Insurer FBD Holdings' chief executive, Fiona Muldoon, sees Canadian investment firm Fairfax Financial Holdings moving next year to take a 20 per cent stake in the business as its shares hit a two-year high on Friday on the back of a solid set of interim results.
Toronto-based Fairfax, whose founder Prem Watsa is dubbed "Canada's Warren Buffett", bought a €70 million convertible bond in FBD in 2015 to shore up the then-struggling insurer's finances as the industry grappled with soaring claims costs and low investment returns.
Under the terms of the deal, Fairfax can convert its bonds into equity from September 2018 if the shares remain above the conversion price of €8.50 for 180 days. Shares in FBD pierced through that level on Friday for the first time since July 2015 to reach a high of €8.60. Two years ago, analysts gave the stock little chance of reaching this level in the medium term, as they changed hands at around €6.20.

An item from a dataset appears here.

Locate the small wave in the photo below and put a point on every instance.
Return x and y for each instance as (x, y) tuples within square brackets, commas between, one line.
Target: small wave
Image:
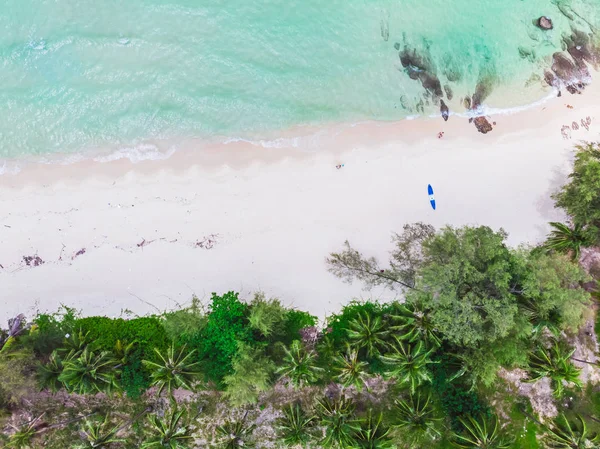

The worst is behind us. These are a good set of results
"I've no reason to believe they won't convert," Ms Muldoon said in response to questions from The Irish Times on the matter on Friday. She declined to speculate whether this may be a precursor to a change of ownership.
Expected industry levy
Ireland’s only publicly quoted insurer revealed on Friday it had swung into profit in the first half of the year, helped by the release of a €5.6 million provision previously set aside to cover its portion of an expected industry levy following the 2014 collapse of Setanta Insurance.
The Supreme Court moved in May to reject a lower court ruling in 2016 that the Motor Insurers' Bureau of Ireland (MIBI) carry the cost of Malta-based Setanta, which only wrote business in Ireland. The Republic's highest court has decided that the State's Insurance Compensation Fund pick up the bill, though capped at 65 per cent of the €90 million of Setanta's outstanding claims.
FBD delivered a €11.9 million pre-tax profit for the first half, compared to a €3.7 million loss for the same period last year.
“The worst is behind us,” said Ms Muldoon. “These are a good set of results.”
Ms Muldoon told an analysts’ briefing that “we are moving closer than I previously might have thought” to returning to dividend payments, which have been on hold since 2015.
Ms Muldoon, a former head of banking and insurance supervision at the Central Bank, took over at the helm of FBD on an interim basis in August 2015, before securing the role full-time two months later, as FBD and the wider Irish industry was in turmoil amid soaring claims and personal injury awards from the State's courts.
FBD and other insurers have also since hiked motor premiums in an effort to return to profitability. It returned to underwriting profit last year after increasing premiums by an average of 9 per cent. Gross written insurance premium rose by 4.9 per cent in the first half of this year to €189.7 million, with average rates increasing by 5 per cent.